23. Juni 2015
Das unabhängige Expertengremium, welches von der International Agency for Research on Cancer (IARC) der WHO einberufen wurde, kommt zu dem Schluss, dass der Nutzen des Mammographie-Screenings für Frauen zwischen 50 und 69 Jahren klar den potenziellen Schaden überwiege. Für Teilnehmerinnen werde die Brustkrebssterblichkeit um etwa 40 Prozent gesenkt. Die zusammengefassten Ergebnisse wurden heute online im New England Journal of Medicine veröffentlicht.
04.06.2015 / Berlin. Die 29 unabhängigen Experten aus 16 Ländern zogen für ihre Bewertung alle überprüften wissenschaftlichen Ergebnisse heran. In Anbetracht der großen Verbesserungen in der Mammographietechnik und der Brustkrebstherapie kam das Gremium zu dem Schluss, dass die Relevanz der 25 bis 30 Jahre alten, randomisiert kontrollierten Studien (RCT) in Frage zu stellen ist.
Die besten Daten zur Bewertung der Effekte eines Mammographie-Screenings lieferten nach Auffassung der IARC die qualitativ hochwertigen Beobachtungsstudien aus den aktuellen qualitätsgesicherten Brustkrebsfrüherkennungs-Programmen. Insbesondere inzidenzbasierte Kohorten-Studien mit langem Follow-up und Adjustierungen für Lead Time sowie für zeitliche Trends und geographische Unterschiede werden vom Expertengremium als geeignet angesehen ebenso wie Fall-Kontrollstudien nach sorgfältiger Prüfung ihrer methodischen Limitationen.

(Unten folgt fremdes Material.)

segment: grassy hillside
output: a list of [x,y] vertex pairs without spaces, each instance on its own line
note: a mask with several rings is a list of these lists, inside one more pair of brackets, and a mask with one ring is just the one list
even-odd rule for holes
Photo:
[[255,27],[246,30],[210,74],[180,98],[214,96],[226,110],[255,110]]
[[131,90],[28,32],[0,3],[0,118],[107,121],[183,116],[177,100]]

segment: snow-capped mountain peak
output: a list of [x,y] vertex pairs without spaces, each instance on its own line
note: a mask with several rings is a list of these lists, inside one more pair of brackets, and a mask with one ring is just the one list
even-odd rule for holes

Für die Nutzen-Schaden-Bilanz wertete das Expertengremium rund
20 Kohorten-Studien sowie 20 Fall-Kontrollstudien aus Europa, Australien und Nord Amerika aus. Diese belegten, dass für Frauen zwischen 50 und 69 Jahren, die regelmäßig am Mammographie-Screening teilnehmen, die Brustkrebssterblichkeit um etwa 40 Prozent gesenkt werde. Das entspricht etwa 8 geretteten Leben pro 1.000 Frauen, die 20 Jahre lang regelmäßig die Untersuchung im Screening in Anspruch nehmen. Statt 19 Todesfälle würden nur noch 11 auftreten, berechnet für durchschnittlich 67 Neuerkrankungen zwischen 50 und 69 Jahren bei 1.000 Frauen.

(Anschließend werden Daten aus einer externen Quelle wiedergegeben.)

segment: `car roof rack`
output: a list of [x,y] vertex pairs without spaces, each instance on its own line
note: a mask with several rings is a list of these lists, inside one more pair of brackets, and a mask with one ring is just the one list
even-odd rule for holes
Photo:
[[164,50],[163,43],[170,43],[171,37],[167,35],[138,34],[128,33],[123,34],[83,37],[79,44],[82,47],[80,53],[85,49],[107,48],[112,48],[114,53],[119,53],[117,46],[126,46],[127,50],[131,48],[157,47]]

Als relevante nachteilige Effekte nennt das Expertengremium falsch-positive Testergebnisse und Überdiagnosen. Das geschätzte Risiko für eine Screening-Teilnehmerin, in 10 Screening-Runden einen falsch-positiven Befund zu erhalten, liege bei rund 20 Prozent. Folglich werde 1 von 5 Frauen einmal innerhalb der 20 Jahre wegen eines auffälligen, schlussendlich jedoch gutartigen Befundes nochmals einbestellt.
Den Anteil an Überdiagnosen schätzt die IACR auf rund 6,5 Prozent ab. Das heißt, dass 4 von 1.000 untersuchten Frauen erfahren, dass sie Brustkrebs haben und deshalb auch behandelt werden. Diese Frauen hätten ohne Screening keine Kenntnis von ihrer Brustkrebserkrankung erhalten, da der Brustkrebs nicht auffällig und auch nicht lebensgefährlich geworden wäre. Neben der WHO empfehlen nach Analyse der aktuellsten Datenlage auch unabhängige Expertengremien in Großbritannien (Independent UK Panel), den Niederlanden (Health Council of the Netherlands) und den USA (U.S. Preventive Task Force) ein Mammographiescreening für Frauen zwischen 50 und 69 Jahren.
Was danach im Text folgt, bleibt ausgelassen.